From PDF Invoices to Formatted Spreadsheets in Two API Calls

#api #programming

The Invoice Spreadsheet Problem

Every accounting team has the same workflow. Invoices arrive as PDFs — from vendors, contractors, service providers. Someone needs to get that data into a spreadsheet for reconciliation, approval, or import into accounting software.

The manual version: open the PDF, copy the line items, paste into an Excel spreadsheet, fix the formatting, repeat for the next invoice. The automated version usually involves an OCR service, a pile of regex to parse the output, and a separate process to generate the spreadsheet. Two different systems, two different failure modes, and a lot of glue code in between.

The core problem is the gap between extraction and generation. You get structured data out of a document, but then you need to transform it into a completely different format using a completely different tool. That's where the bugs live.

Extract Then Generate

The Document Extraction API and the Iteration Layer Sheet Generation API are designed to compose. The extraction output — structured JSON with typed fields — maps directly to sheet rows. No intermediate transformation layer, no format juggling.

Here's the full pipeline: PDF in, formatted XLSX out.
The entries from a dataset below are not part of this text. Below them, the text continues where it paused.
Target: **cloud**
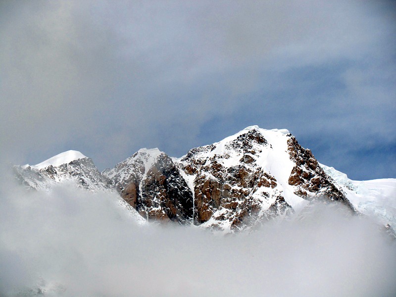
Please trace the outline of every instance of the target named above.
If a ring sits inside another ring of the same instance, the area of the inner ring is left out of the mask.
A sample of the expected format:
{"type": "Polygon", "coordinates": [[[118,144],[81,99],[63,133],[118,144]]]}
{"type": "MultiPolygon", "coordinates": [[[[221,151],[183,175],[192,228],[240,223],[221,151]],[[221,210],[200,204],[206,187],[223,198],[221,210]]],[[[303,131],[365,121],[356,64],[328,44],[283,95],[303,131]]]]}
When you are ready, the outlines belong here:
{"type": "Polygon", "coordinates": [[[372,296],[396,289],[395,243],[370,221],[328,205],[304,220],[225,236],[139,227],[113,195],[67,185],[43,193],[8,184],[1,195],[2,296],[372,296]]]}
{"type": "Polygon", "coordinates": [[[2,5],[8,160],[74,149],[103,169],[143,147],[180,156],[251,124],[288,128],[310,147],[394,141],[391,2],[2,5]]]}

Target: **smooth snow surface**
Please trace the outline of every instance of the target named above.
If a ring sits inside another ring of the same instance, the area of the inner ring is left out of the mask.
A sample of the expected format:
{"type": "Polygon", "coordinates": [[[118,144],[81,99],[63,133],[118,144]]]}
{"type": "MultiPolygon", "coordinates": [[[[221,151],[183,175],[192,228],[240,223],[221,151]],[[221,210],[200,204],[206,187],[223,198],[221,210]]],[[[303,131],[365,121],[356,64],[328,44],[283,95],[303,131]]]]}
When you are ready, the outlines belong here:
{"type": "MultiPolygon", "coordinates": [[[[41,163],[31,166],[30,167],[34,169],[42,169],[48,167],[50,165],[52,165],[54,167],[56,167],[62,164],[68,164],[75,160],[78,160],[79,159],[83,159],[86,157],[86,156],[77,150],[67,150],[67,151],[61,152],[56,156],[54,156],[48,160],[43,161],[41,163]]],[[[28,166],[29,166],[28,164],[23,167],[26,167],[28,166]]]]}
{"type": "Polygon", "coordinates": [[[320,166],[359,212],[396,230],[396,179],[353,181],[333,167],[320,166]]]}

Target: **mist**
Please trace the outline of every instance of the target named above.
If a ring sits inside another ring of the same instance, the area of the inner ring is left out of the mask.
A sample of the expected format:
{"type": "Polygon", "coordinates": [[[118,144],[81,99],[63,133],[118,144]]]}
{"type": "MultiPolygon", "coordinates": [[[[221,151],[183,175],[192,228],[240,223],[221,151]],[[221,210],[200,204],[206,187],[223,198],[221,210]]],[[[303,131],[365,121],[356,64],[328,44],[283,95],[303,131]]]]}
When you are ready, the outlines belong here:
{"type": "Polygon", "coordinates": [[[323,205],[224,235],[138,225],[115,193],[1,187],[0,296],[391,296],[396,245],[323,205]]]}

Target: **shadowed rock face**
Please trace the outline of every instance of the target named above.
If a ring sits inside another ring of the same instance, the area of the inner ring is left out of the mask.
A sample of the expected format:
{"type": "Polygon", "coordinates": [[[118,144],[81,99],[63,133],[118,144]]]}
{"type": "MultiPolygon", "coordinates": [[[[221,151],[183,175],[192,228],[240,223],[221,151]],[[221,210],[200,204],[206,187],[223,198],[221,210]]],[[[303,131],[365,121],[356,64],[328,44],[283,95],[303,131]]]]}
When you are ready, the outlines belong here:
{"type": "Polygon", "coordinates": [[[182,223],[192,220],[192,193],[165,153],[139,151],[103,174],[143,217],[182,223]]]}
{"type": "Polygon", "coordinates": [[[175,161],[158,149],[142,149],[101,174],[88,158],[14,170],[38,190],[64,180],[93,191],[115,189],[148,220],[229,231],[283,217],[294,212],[292,205],[314,200],[341,202],[354,212],[311,151],[288,133],[252,126],[175,161]]]}
{"type": "Polygon", "coordinates": [[[356,211],[345,194],[335,186],[332,178],[319,166],[311,151],[300,146],[294,137],[288,140],[288,150],[296,164],[289,178],[289,184],[296,186],[296,195],[307,199],[320,197],[321,199],[340,201],[353,212],[356,211]]]}
{"type": "Polygon", "coordinates": [[[193,217],[193,196],[171,159],[161,154],[142,182],[136,209],[149,219],[187,222],[193,217]]]}
{"type": "Polygon", "coordinates": [[[90,191],[108,190],[110,182],[102,175],[90,158],[74,160],[55,167],[52,165],[43,169],[28,166],[13,167],[14,173],[24,185],[38,190],[49,190],[57,183],[69,181],[90,191]]]}
{"type": "Polygon", "coordinates": [[[223,153],[208,157],[216,148],[216,144],[211,145],[191,150],[180,161],[186,174],[195,175],[196,224],[210,221],[212,228],[226,226],[235,230],[293,211],[279,191],[273,190],[277,186],[276,179],[256,163],[256,154],[269,145],[259,131],[252,129],[227,143],[223,153]],[[237,162],[228,165],[231,158],[237,162]],[[265,202],[271,204],[269,207],[265,202]]]}

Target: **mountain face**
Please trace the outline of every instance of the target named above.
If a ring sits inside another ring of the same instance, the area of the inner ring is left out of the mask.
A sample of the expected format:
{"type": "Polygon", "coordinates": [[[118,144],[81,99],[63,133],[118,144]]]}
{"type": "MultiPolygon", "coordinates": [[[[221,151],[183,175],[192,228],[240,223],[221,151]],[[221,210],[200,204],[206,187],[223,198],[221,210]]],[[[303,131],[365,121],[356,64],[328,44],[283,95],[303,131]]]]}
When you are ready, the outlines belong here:
{"type": "MultiPolygon", "coordinates": [[[[286,129],[248,127],[179,158],[157,148],[142,149],[102,173],[79,154],[69,151],[33,166],[14,166],[14,172],[38,190],[49,191],[65,181],[90,191],[115,189],[120,203],[137,211],[141,220],[227,232],[287,217],[309,209],[314,201],[337,202],[353,214],[370,212],[373,205],[359,204],[361,194],[353,181],[319,164],[286,129]]],[[[396,221],[394,216],[383,218],[396,221]]]]}
{"type": "Polygon", "coordinates": [[[34,166],[14,166],[14,172],[30,188],[50,191],[56,183],[69,181],[90,191],[109,189],[109,181],[100,174],[92,160],[75,150],[69,150],[34,166]]]}
{"type": "Polygon", "coordinates": [[[102,174],[148,220],[187,223],[193,216],[188,185],[172,159],[158,149],[141,149],[102,174]]]}

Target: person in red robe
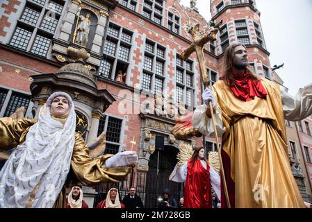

Step 1: Define the Extraction Schema

First, tell the Document Extraction API what fields to look for in your invoice. The schema describes the structure you expect.

{
  "fields": [
    {
      "name": "vendor_name",
      "type": "TEXT",
      "description": "Vendor legal name"
    },
    {
      "name": "invoice_number",
      "type": "TEXT",
      "description": "Invoice number"
    },
    {
      "name": "invoice_date",
      "type": "DATE",
      "description": "Invoice issue date"
    },
    {
      "name": "due_date",
      "type": "DATE",
      "description": "Payment due date"
    },
    {
      "name": "line_items",
      "type": "ARRAY",
      "description": "Invoice line items",
      "fields": [
        {
          "name": "description",
          "type": "TEXT",
          "description": "Line item description"
        },
        {
          "name": "quantity",
          "type": "DECIMAL",
          "description": "Line item quantity"
        },
        {
          "name": "unit_price",
          "type": "CURRENCY_AMOUNT",
          "description": "Unit price"
        },
        {
          "name": "total",
          "type": "CURRENCY_AMOUNT",
          "description": "Line item total"
        }
      ]
    },
    {
      "name": "subtotal",
      "type": "CURRENCY_AMOUNT",
      "description": "Invoice subtotal before tax"
    },
    {
      "name": "tax",
      "type": "CURRENCY_AMOUNT",
      "description": "Tax amount"
    },
    {
      "name": "total_due",
      "type": "CURRENCY_AMOUNT",
      "description": "Total amount due"
    }
  ]
}

Step 2: Extract the Invoice Data

Send the PDF to the extraction endpoint with your schema. The API returns structured JSON with typed values and confidence scores.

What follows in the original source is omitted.